Pope Leo XIV visited the cosmopolitan Mediterranean principality of Monaco on Saturday to encourage its people to use their Catholic faith and wealth for good.
As a cannon boomed, Prince Albert and Princess Charlene met Leo at the Monaco heliport, just down the coast from the marina that is home to the megayachts of the rich and famous.
A brilliant sun made the Mediterranean sparkle as Leo emerged from the Italian military helicopter that had ferried him from the Vatican for the nine-hour stay.
It is the first papal visit to Monaco since Pope Paul III in 1538.
Members of the royal family stood in the courtyard of the palace, the women dressed in black and with lace head coverings, waiting for Leo to arrive.

Charlene wore white — a protocol privilege granted by the Vatican to Catholic royal sovereigns when meeting popes, known in diplomatic terms as “le privilege du blanc”.
In his opening greeting from the palace balcony, Leo urged Monaco to use its wealth, influence and “gift of smallness” for good.
It was important, he said, “especially at a historical moment when the display of power and the logic of oppression are harming the world and jeopardising peace”.

Speaking in French later in the cathedral, Leo urged Monaco’s Catholics to spread their faith “so that the life of every man and woman may be defended and promoted from conception until natural death,” he said.
Such terms are used by the Vatican to refer to Catholic teaching opposing abortion and euthanasia.
Monaco is one of the few European countries where Catholicism is the official state religion, and Prince Albert recently refused a proposal to legalise abortion, citing the important role Catholicism plays in Monaco’s society.
The decision was largely symbolic, since abortion is a constitutional right in France, which surrounds the coastal principality of 2.2 square kilometres.
But in refusing to allow it in Monaco, Albert joined other European Catholic royals who have taken a similar stand over the years to uphold the religious doctrine on an increasingly secular continent.

When Pope Francis visited Belgium in 2024, he announced he was putting the late King Baudouin on the path to possible sainthood because he abdicated for a day in 1990 rather than approve legislation to legalise abortion.
Leo’s visit includes a private meeting with Albert and Charlene at the palace, a meeting with Monaco’s Catholic community in the cathedral and Mass in the sports stadium.

A coastal playground for the rich and famous, Monaco is renowned as much for its tax-friendly incentives and Formula 1 Grand Prix as for its glamorous royal family.
The son of the late American actress Grace Kelly, Albert spoke in perfect, unaccented English when he greeted Leo at the heliport.
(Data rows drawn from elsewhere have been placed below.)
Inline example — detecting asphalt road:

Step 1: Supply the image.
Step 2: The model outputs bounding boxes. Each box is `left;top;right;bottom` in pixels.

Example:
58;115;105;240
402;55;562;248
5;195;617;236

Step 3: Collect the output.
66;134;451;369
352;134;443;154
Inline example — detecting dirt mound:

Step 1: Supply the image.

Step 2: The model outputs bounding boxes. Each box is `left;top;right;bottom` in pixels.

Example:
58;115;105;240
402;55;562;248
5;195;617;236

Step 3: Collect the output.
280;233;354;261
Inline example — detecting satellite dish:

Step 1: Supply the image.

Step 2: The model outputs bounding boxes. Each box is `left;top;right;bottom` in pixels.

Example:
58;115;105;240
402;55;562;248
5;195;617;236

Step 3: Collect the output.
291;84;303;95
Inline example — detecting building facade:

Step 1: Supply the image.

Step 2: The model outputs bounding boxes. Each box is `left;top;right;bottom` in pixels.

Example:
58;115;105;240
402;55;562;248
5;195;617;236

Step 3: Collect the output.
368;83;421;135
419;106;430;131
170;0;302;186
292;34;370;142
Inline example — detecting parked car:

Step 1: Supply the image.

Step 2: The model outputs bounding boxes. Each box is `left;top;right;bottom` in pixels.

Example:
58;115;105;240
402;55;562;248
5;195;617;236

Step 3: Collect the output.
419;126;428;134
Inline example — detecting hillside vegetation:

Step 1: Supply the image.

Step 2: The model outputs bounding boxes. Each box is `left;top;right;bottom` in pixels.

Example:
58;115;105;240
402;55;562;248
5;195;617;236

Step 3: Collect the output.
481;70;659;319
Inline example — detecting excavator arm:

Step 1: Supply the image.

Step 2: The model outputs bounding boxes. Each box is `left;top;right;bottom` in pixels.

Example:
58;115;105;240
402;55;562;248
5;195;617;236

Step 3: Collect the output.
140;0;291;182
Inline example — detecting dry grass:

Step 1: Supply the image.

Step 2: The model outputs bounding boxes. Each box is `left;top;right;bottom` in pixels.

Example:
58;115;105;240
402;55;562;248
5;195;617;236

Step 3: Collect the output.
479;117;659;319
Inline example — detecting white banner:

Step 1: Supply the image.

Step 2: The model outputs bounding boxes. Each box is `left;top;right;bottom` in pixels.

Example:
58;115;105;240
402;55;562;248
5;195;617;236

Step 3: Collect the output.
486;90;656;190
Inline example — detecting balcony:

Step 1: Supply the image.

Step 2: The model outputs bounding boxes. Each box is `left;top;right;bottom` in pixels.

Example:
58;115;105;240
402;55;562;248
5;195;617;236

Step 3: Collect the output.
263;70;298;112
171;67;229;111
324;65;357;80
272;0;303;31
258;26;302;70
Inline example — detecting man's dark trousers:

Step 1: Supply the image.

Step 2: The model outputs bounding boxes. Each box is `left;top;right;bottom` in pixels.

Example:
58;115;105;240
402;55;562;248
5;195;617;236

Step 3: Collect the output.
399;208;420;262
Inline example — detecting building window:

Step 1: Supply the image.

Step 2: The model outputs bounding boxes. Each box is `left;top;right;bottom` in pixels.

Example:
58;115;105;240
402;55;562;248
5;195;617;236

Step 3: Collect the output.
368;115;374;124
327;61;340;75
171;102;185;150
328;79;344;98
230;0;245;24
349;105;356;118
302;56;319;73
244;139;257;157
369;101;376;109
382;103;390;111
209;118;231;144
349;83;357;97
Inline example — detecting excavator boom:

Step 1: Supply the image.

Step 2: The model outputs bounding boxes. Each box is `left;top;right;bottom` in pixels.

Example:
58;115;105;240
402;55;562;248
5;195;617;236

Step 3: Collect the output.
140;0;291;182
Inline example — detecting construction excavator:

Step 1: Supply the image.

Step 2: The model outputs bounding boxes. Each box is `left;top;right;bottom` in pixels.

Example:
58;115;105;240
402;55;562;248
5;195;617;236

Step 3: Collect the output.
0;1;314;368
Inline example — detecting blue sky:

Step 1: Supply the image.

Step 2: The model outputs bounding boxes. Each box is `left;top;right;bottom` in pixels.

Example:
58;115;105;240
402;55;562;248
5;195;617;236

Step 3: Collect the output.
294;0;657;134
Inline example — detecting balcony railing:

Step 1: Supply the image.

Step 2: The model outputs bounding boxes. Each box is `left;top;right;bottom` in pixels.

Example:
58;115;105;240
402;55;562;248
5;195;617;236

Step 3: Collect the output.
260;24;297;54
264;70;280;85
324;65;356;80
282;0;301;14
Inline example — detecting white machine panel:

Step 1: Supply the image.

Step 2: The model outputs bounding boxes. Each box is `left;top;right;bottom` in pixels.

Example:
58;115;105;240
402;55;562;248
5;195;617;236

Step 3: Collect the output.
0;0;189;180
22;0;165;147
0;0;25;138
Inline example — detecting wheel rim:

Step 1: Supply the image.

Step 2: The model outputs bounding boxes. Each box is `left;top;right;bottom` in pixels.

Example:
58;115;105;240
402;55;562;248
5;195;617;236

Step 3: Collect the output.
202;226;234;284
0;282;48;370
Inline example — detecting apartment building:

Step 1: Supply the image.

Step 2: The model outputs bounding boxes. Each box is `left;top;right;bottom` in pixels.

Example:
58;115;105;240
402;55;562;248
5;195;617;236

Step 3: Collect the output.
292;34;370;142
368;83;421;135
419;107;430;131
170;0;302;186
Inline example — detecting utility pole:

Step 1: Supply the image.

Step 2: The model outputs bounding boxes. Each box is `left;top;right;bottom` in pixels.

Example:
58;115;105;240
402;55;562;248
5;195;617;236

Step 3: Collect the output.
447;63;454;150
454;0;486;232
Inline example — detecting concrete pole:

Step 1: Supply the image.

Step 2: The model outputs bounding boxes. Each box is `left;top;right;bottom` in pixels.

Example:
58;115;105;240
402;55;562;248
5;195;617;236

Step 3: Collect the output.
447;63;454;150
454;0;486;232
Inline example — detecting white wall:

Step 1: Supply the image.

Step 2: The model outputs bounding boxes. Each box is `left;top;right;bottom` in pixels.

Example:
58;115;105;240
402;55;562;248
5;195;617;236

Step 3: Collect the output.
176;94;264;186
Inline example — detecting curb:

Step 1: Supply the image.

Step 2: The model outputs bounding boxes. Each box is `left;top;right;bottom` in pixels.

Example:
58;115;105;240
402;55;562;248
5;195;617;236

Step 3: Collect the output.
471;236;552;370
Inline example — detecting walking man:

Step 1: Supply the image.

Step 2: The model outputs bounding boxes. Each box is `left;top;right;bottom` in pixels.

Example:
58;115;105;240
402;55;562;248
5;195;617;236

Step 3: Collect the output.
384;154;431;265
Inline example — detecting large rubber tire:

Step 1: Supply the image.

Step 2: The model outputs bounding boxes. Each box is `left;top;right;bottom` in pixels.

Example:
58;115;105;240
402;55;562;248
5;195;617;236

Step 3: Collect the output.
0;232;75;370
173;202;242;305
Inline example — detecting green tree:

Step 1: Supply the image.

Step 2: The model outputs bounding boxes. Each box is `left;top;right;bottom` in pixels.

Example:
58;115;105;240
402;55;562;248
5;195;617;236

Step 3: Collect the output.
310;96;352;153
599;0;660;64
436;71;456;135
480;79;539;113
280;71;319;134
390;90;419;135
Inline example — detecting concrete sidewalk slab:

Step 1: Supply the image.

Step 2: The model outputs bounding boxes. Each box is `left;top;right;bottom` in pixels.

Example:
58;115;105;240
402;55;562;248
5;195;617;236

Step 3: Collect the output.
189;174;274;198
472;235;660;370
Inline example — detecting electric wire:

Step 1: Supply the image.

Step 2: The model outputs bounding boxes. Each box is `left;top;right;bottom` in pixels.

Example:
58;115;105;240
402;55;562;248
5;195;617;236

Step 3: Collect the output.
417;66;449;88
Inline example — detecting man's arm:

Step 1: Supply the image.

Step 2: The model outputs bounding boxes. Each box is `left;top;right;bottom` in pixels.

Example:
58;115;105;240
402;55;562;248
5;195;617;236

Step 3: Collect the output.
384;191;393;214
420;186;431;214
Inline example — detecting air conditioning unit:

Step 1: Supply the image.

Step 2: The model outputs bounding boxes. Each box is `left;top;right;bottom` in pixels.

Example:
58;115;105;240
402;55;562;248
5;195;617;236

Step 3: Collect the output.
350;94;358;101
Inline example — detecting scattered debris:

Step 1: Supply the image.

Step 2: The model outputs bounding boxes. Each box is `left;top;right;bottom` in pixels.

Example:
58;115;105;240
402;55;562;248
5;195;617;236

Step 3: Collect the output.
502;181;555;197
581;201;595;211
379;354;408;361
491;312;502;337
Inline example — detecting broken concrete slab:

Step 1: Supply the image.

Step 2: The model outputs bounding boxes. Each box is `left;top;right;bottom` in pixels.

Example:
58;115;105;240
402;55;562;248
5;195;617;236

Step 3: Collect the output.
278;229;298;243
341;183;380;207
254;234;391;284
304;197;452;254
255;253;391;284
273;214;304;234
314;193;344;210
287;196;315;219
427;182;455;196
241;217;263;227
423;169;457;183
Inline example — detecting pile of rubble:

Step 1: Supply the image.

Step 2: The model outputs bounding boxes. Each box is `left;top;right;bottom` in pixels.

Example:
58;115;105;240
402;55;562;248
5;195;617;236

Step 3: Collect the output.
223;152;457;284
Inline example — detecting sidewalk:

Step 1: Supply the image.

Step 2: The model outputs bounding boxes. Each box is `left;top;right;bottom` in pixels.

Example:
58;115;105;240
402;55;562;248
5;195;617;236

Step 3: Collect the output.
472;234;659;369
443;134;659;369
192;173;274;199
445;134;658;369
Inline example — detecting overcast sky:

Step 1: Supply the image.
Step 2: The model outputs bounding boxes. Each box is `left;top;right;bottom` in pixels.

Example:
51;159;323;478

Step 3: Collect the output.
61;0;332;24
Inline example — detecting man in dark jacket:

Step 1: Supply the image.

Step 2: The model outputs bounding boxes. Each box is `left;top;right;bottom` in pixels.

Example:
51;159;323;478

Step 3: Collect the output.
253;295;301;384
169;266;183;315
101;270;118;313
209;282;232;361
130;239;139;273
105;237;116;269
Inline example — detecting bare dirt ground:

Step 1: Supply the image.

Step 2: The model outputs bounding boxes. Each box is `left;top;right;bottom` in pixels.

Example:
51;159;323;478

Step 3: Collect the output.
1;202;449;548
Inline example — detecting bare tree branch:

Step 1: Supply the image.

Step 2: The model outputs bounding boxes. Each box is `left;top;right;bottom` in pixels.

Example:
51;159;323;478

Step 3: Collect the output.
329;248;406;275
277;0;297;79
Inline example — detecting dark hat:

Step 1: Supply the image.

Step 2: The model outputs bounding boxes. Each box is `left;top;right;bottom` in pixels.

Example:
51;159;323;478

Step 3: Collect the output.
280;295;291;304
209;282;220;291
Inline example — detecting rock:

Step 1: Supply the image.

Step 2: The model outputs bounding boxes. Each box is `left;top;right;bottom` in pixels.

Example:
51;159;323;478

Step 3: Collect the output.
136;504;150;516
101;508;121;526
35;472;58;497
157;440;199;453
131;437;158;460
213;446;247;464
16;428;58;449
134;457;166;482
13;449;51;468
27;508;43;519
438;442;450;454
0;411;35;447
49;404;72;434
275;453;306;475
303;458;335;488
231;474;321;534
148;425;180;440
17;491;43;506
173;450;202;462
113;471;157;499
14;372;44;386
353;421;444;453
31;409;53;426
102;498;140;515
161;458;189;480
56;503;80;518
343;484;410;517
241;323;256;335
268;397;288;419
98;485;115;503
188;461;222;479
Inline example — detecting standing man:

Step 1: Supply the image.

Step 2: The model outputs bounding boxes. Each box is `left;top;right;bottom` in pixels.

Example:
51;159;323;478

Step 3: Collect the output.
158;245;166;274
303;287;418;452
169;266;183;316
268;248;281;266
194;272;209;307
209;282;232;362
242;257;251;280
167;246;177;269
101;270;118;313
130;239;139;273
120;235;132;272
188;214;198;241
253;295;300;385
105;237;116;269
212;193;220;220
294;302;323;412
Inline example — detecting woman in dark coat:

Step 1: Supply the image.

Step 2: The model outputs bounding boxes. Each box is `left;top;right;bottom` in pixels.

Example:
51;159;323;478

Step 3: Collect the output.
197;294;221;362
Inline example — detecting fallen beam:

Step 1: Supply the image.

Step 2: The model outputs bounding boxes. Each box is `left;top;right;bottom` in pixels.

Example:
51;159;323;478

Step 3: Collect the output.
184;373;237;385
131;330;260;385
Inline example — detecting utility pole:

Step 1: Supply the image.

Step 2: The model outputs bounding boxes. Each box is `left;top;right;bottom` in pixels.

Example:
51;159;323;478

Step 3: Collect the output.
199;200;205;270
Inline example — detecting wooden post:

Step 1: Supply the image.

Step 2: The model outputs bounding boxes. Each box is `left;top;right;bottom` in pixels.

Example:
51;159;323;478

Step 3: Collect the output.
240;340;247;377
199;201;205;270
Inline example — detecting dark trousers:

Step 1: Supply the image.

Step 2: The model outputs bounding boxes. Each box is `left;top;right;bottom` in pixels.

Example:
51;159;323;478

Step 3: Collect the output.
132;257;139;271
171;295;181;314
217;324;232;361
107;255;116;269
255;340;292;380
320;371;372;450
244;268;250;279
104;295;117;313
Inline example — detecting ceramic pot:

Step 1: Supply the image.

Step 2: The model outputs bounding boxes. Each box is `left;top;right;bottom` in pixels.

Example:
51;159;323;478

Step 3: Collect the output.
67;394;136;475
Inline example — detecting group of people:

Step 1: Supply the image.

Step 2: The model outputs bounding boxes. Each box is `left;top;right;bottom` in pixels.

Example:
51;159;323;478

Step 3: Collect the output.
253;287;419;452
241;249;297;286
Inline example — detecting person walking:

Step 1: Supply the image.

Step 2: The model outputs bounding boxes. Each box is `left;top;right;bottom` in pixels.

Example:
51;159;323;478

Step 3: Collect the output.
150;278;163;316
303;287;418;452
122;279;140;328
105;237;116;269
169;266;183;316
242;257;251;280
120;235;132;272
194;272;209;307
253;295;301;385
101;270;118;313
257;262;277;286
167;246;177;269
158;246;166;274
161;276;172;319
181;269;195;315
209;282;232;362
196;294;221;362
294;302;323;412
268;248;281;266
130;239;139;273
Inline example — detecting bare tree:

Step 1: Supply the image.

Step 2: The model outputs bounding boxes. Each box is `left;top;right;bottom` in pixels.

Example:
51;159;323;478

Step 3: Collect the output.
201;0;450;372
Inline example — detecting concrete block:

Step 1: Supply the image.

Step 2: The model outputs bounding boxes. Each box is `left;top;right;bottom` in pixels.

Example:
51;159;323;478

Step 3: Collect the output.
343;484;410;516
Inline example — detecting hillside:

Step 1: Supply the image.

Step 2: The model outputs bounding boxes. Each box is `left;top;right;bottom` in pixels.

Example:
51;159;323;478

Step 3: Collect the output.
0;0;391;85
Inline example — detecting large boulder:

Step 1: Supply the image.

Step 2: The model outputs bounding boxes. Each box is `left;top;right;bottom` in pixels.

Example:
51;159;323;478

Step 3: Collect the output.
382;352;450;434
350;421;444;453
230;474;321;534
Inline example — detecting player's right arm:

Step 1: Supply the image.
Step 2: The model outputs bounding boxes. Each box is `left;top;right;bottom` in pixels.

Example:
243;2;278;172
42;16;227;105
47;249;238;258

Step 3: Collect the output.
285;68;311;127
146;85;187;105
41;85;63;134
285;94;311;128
Leo was heard noting that he landed three minutes late.
Monaco’s population of 38,000 is heavily Catholic and also multinational, with only a fifth of the population actually citizens of the principality.
On a sunny spring day, many people flocked to the palace grounds to greet Leo and some lined the streets to wave Vatican and Monaco flags as his open-sided popemobile passed by.